Le donateur expliqua que son geste lui permet de réaliser son rêve d'enfant, servir l'Institut de France, situé dans cette ville qu'il considère depuis toujours comme une capitale culturelle. Si Madame Carrère d'Encausse voyait dans ce don l'intervention du hasard, Jean Bonna, lui, y voit plutôt les fruits de son amour des livres et des lettres. Pour lui qui hantait les quais de Seine à la recherche du livre rare, le fait de se retrouver dans la bibliothèque de l'Institut de France, une lettre de Descartes à la main, prend des airs de consécration.

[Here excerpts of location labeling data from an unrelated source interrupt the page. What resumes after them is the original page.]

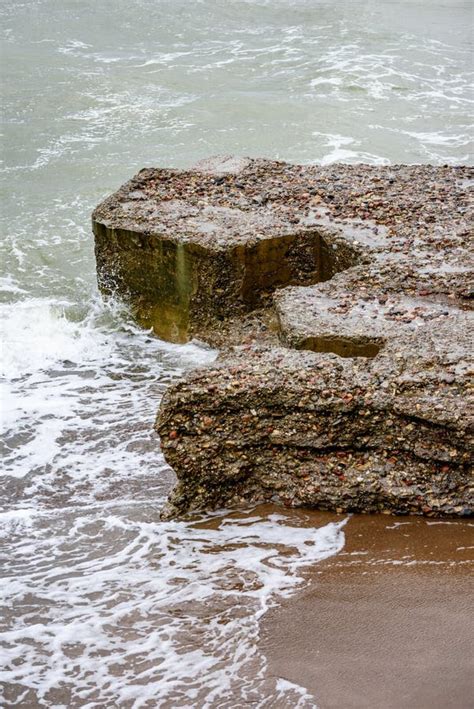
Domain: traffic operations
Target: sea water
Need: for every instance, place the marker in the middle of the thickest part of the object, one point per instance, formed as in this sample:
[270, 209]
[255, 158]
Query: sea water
[103, 605]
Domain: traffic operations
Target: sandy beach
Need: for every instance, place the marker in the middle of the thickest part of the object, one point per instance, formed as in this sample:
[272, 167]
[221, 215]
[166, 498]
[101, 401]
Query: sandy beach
[386, 624]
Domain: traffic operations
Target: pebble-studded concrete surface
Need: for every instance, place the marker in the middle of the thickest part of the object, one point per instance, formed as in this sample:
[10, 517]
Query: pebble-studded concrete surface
[387, 426]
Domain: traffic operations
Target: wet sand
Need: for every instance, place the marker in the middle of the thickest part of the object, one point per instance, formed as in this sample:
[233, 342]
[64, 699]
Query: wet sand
[385, 624]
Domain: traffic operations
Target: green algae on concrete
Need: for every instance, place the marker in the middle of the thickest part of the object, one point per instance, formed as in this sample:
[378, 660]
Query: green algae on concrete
[186, 264]
[364, 275]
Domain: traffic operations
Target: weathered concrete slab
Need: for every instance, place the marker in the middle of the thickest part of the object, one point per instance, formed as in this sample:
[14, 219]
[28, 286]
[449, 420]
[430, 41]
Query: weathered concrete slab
[367, 402]
[191, 249]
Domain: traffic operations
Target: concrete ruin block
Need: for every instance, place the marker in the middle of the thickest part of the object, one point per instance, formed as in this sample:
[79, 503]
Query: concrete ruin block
[190, 249]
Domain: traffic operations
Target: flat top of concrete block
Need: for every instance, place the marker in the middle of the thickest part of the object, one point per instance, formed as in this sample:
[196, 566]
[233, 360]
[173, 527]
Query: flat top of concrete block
[226, 201]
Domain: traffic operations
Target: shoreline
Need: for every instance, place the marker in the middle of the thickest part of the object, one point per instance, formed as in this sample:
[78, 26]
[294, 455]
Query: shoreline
[385, 623]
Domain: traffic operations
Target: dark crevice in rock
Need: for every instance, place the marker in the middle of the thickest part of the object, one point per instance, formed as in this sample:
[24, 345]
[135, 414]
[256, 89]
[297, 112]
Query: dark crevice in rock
[362, 273]
[342, 346]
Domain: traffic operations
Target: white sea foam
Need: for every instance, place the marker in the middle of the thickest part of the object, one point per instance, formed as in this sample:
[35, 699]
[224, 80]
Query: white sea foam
[136, 610]
[147, 608]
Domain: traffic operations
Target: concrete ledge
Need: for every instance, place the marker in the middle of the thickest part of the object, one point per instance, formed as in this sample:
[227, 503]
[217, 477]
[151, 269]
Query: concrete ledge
[364, 276]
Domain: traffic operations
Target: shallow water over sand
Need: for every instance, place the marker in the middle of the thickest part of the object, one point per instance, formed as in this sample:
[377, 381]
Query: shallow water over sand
[104, 605]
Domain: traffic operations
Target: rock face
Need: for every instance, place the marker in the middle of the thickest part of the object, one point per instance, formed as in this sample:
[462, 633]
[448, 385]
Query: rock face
[348, 289]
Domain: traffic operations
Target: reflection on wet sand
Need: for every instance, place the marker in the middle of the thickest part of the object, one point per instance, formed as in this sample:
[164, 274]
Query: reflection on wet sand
[385, 623]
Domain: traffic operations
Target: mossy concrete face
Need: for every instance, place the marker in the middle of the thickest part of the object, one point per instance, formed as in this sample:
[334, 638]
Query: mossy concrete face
[185, 267]
[347, 291]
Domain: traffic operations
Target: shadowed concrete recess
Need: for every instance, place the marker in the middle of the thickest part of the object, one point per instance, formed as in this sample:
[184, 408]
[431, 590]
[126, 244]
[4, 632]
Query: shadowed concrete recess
[341, 300]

Ce sont « l’attrait dévorant de la quête » et « la jubilation de la conquête » qui l'ont poussé à entreprendre, en compagnie de Vérène de Diesbach-Soultrait, rédactrice du catalogue de son impressionnante bibliothèque, les recherches concernant les origines de la lettre du 21 janvier 1641. L'enquête résolue, 172 ans après, Jean Bonna n'hésita pas à remettre cette pièce d'une grande valeur à son propriétaire légitime, rendant ses lettres de noblesse à la bibliophilie.

En savoir plus :

- Les lettres retrouvées de Descartes sur le site de la Bibliothèque de l'Institut de France.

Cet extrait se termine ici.